By training models to generate code in our language instead of shell commands, the type system acts as a formal barrier against unsafe actions. The type system models the permitted operations and their effects. Operations that would violate scope or authorization constraints are rejected at compile time. The AI cannot "hallucinate" disallowed actions into existence—they will not pass type checking, regardless of what the model intended to generate.

This separation is important: the AI handles strategy, methodology, and adaptation to what it discovers. The type system handles safety. The model operates freely within the bounds defined by the types, but cannot step outside them. This is not a probabilistic guardrail that works most of the time. It is a formal constraint enforced by the compiler.


AI-Coders as Basis for AI Pentesters

AI has become quite capable at generating code in well-defined languages. The industry has invested heavily in this capability through tools like Cursor, Copilot, and Claude's coding abilities. By designing a language specifically for pentesting with the right type-level constraints, we can leverage this capability while maintaining formal guarantees about what the generated code can and cannot do.

There are additional architectural benefits. The AI generates code in the cloud, but the code itself is just text—logic and methodology. The interpreter that executes the code can run anywhere: in our infrastructure, on local machines, or inside a client's network. Findings and sensitive data stay wherever the interpreter runs.
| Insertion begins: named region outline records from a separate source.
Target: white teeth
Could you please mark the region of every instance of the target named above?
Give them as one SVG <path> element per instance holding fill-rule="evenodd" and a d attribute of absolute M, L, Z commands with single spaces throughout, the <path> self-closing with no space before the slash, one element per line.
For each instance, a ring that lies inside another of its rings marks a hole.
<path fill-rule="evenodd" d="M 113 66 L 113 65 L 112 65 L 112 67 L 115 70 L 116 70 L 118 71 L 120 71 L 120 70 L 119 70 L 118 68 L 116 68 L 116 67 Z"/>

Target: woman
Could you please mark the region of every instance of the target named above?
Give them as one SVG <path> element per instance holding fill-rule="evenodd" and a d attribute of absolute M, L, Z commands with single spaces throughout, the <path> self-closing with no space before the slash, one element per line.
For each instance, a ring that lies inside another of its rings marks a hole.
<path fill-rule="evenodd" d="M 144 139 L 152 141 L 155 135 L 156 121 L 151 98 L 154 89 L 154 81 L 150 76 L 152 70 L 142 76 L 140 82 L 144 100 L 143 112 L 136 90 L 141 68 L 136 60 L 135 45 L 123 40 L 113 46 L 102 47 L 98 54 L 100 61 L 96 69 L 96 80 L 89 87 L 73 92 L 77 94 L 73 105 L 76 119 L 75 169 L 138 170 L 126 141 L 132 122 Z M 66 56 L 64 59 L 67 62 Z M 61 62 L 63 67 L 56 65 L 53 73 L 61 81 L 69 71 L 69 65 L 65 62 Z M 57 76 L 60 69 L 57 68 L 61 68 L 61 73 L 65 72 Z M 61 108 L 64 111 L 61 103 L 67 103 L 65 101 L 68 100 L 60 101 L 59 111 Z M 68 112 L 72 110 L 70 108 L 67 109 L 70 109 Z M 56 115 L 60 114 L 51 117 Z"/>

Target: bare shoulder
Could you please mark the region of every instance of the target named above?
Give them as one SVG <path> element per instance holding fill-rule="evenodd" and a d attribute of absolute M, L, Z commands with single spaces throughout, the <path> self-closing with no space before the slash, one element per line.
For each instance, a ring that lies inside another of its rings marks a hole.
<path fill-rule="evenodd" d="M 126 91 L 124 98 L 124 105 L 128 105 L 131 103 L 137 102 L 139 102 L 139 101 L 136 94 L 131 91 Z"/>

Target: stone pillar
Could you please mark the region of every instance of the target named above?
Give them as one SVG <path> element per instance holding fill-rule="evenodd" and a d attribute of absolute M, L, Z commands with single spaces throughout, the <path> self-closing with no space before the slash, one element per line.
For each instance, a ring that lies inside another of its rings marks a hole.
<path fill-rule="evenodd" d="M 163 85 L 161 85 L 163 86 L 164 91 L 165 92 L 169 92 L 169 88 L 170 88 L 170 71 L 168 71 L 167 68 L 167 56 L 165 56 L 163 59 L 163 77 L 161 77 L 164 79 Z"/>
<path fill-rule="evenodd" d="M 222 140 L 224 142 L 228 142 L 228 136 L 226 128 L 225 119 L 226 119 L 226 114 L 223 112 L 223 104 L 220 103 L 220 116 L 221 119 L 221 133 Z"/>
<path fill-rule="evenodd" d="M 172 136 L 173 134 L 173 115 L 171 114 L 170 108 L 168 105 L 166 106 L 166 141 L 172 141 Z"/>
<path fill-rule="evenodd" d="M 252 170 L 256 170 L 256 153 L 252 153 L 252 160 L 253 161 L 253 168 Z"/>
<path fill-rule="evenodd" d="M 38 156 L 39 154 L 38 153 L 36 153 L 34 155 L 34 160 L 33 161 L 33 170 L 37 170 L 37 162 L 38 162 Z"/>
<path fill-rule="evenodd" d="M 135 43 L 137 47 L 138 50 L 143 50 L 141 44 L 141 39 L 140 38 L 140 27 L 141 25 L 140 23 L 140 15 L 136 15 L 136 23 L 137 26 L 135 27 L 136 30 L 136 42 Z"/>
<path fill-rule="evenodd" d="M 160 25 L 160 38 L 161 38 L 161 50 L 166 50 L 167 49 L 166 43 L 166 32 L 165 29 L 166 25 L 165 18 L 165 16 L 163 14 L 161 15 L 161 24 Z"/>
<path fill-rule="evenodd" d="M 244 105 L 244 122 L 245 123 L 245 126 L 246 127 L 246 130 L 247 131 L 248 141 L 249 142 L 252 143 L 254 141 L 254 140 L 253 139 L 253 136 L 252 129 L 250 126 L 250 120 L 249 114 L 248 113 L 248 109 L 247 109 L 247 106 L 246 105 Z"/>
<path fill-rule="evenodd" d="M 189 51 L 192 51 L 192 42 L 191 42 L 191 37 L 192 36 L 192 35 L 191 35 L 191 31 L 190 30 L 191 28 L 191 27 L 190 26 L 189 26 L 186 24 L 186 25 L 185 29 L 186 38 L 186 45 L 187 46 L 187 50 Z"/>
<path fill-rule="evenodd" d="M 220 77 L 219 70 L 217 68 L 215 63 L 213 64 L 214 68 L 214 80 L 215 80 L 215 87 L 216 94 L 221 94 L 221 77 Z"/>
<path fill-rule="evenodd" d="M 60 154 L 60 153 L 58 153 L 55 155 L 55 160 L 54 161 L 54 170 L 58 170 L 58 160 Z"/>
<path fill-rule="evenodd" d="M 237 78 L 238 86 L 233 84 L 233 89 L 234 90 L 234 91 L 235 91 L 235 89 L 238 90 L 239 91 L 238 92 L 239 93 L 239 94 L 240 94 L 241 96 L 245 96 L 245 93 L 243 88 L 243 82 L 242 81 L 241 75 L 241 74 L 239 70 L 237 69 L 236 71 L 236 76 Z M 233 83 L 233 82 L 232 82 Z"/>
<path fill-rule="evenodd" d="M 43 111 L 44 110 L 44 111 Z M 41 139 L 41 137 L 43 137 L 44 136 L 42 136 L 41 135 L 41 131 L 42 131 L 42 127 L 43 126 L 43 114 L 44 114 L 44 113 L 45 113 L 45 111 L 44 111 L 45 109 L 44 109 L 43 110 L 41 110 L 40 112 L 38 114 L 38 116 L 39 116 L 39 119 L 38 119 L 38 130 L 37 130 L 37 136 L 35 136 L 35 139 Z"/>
For environments where data cannot leave the network, the interpreter is deployed inside that infrastructure.

The formal foundation for this approach comes from research we published on type properties—a mechanism for attaching information to values that propagates through the type system and is resolved at compile time. For those interested in the theoretical underpinnings, the paper is available at akhmedkhodjaev.com/properties.pdf.


The broader point is that encoding constraints in a type system rather than in prompts may be a useful pattern for AI agents operating in high-stakes domains. Prompts communicate intent, but types enforce invariants. For domains where certain failures are unacceptable—not merely unlikely but truly prohibited—this distinction matters.

We hope this approach is useful to others facing similar problems.